From: Michael T Thorpe (now at mike@pedantic.org)
Subject: Re: 42
> 42 | ( n^7 - n )
> 42 = phi(43) = phi(2 * 43)
Both these facts stem from Number Theory. For a good introduction to
Number
Theory, see "Elementary Number Theory and its Applications", Kenneth H.
Rosen,
Third Edition. (But note that the list of Merseinne primes is, of course,
a
bit out of date.)
The second fact incorporates Euler's phi function. phi(n) is basically
the
number of positive integers less than or equal to n which are relatively
prime to n. For instance:
n | 1 | 2 | 3 | 4 | 5 | 6 | 7 | 8 | 9 | 10 | 11 | 12
--------|---+---+---+---+---+---+---+---+---+----+----+----
phi(n) | 1 | 1 | 2 | 2 | 4 | 2 | 6 | 4 | 6 | 4 | 10 | 4
and so on. For a prime, p, and a nonnegative integer n, we see that:
phi( p^n ) = p^n - p^(n-1)
and for any two relatively prime nonnegative integers, m and n:
phi( m*n ) = phi(m)*phi(n)
This allows us to easily compute phi(n) for any n, once we have factored
n.
phi is a very useful function in Number Theory, and plays an important
role
in the RSA encryption "algorithm". (This "algorithm" is more of a
statement
of mathematical fact than a true encryption procedure.)
The first fact also rests on Number Theory, although it is a bit more
"intuitive" than the second. First, we see that:
n^7 - n = n * (n^6 - 1) = n * (n - 1) * (n^5 + n^4 + ... + 1)

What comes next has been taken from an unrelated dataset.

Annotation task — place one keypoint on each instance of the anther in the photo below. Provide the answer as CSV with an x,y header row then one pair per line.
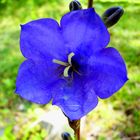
x,y
60,62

Now either n or (n - 1) must be divisible by 2, so n^7 - n is divisible
by 2.
Although it can be shown that n^7 - n is also divisible by 3 and 7 (and
hence
by their product, 2*3*7=42) without Number Theory, it is much easier to
show
by using it. Using the phi function again, we see that:
a^(phi(n) - 1) = 1 mod n
where a is any integer. (mod means to take the remainder after dividing
each
side by n, and set them equal.) Thus, to show divisibility by 3, we must
show
n * (n^6 - 1) = 0 mod 3
but 1^6 and 2^6 are both equal to 1 mod 3, so whether n is 0, 1, or 2 mod
3,
the above holds. Hence, the expression is divisible by 3. For 7;
n * (n^6 - 1) = 0 mod 7
but since phi(7) = 6,
n^6 - 1 = 0 mod 7
and so the above holds. Since n^7 - n is divisible by 2, 3, and 7, it is
also
divisible by it's product, 42.
QED.
Michael Thorpe
uthorm01@mcl.ucsb.edu
P.S. - I can hardly do the subject justice via email. Please read Rosen
for
a far superior introduction to the subject.